People with CD in Canada are treated in step-wise approaches – the traditional “step-up” or the newer “top-down” approaches. The “step-up” approach treats patients with corticosteroids during periods of disease flare, to reduce symptoms and induce remission. These drugs are not generally taken on a long-term basis. For long-term control, immune modifiers are typically initiated.

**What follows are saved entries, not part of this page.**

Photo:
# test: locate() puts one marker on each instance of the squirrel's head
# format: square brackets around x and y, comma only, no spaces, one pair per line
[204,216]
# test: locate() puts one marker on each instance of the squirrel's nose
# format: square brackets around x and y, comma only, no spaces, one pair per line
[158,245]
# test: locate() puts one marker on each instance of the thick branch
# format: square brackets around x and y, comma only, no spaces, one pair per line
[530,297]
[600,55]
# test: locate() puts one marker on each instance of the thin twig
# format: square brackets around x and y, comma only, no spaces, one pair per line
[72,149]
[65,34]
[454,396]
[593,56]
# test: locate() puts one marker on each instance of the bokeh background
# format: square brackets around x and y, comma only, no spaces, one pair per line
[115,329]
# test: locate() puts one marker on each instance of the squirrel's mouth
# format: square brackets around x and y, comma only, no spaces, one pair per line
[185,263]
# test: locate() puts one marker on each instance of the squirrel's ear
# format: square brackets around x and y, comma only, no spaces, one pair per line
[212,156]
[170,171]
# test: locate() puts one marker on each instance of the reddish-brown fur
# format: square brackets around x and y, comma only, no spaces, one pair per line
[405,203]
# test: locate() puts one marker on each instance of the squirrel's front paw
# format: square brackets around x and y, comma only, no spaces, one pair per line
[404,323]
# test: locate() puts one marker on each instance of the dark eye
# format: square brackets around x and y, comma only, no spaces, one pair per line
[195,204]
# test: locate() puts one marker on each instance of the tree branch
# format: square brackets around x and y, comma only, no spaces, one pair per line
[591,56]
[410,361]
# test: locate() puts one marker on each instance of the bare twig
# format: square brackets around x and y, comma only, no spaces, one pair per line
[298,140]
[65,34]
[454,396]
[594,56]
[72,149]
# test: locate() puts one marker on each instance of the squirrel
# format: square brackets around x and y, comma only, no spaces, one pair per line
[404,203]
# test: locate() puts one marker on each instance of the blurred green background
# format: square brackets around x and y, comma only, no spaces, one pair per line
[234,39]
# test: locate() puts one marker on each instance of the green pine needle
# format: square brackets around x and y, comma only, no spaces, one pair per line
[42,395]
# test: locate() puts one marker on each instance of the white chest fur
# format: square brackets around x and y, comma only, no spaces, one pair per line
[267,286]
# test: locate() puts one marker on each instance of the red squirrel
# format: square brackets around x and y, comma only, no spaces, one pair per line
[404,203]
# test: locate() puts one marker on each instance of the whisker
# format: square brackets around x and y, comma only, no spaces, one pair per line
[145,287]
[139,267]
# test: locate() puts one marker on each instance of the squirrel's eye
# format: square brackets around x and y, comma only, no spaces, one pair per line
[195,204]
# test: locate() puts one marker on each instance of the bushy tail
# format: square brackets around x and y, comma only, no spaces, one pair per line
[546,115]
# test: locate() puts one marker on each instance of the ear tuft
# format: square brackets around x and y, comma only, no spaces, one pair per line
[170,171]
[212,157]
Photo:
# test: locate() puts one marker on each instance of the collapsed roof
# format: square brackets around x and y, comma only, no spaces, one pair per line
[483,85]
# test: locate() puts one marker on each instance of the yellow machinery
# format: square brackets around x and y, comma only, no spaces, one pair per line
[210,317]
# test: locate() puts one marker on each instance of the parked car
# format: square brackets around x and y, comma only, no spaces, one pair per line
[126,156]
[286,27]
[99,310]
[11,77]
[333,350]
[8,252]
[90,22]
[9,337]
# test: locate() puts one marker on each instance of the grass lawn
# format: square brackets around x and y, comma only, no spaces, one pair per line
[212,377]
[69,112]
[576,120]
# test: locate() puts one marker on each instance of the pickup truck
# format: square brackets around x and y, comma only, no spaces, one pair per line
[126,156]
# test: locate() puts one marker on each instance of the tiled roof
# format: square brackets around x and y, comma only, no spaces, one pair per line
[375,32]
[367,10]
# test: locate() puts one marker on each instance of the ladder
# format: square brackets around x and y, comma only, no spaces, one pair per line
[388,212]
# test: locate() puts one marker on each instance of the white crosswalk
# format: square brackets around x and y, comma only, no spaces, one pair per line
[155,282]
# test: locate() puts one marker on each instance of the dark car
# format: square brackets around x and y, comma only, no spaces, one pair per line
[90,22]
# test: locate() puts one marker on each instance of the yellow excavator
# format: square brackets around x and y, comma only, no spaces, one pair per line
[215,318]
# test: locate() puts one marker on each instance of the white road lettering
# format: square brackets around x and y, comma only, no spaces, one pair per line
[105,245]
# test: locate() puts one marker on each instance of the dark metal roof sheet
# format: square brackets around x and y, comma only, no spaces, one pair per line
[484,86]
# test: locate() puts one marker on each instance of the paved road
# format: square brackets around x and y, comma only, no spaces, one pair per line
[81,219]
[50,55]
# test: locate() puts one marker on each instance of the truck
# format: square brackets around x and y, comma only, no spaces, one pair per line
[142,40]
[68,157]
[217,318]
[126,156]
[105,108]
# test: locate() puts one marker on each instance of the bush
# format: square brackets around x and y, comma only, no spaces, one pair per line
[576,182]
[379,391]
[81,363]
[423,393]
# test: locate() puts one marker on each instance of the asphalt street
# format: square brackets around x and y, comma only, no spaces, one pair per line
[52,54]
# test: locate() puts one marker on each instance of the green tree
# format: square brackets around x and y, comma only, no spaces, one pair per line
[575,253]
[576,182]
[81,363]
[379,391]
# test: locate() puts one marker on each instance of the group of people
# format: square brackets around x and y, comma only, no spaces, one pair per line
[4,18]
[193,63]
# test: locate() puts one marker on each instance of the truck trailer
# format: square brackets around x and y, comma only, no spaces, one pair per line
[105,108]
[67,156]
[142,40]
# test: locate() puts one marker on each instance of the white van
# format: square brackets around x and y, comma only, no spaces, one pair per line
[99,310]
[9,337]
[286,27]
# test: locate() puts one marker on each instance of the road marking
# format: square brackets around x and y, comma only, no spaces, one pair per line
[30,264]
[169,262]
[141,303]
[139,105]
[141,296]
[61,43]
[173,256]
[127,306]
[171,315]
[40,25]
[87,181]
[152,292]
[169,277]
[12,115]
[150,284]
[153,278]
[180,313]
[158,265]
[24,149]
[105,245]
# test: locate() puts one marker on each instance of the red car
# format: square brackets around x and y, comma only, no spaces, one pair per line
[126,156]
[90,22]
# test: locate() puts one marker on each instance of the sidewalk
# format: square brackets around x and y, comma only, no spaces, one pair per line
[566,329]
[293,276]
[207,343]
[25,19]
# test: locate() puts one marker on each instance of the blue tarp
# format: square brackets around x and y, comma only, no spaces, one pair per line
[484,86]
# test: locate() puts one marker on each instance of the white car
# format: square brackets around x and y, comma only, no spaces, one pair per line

If patients have tried one or two different immune modifiers and doses have been maximized yet they still have problems or cannot tolerate these agents, then biological therapies are tried.3 In the “step-up” sequence, biologicals are reserved for later use because they are the most expensive of the drugs available. Patients with fistulizing disease may start a biological therapy early, because other drugs are not effective. Best practices for the use of biologicals are still being defined, and there may be a variety of current practice patterns. For example, some researchers and clinicians now think that it may be worthwhile in selected patients to try these drugs early in a “top-down” approach since they can be very effective and they could change the course of the disease, by reducing bowel damage and eventual surgery.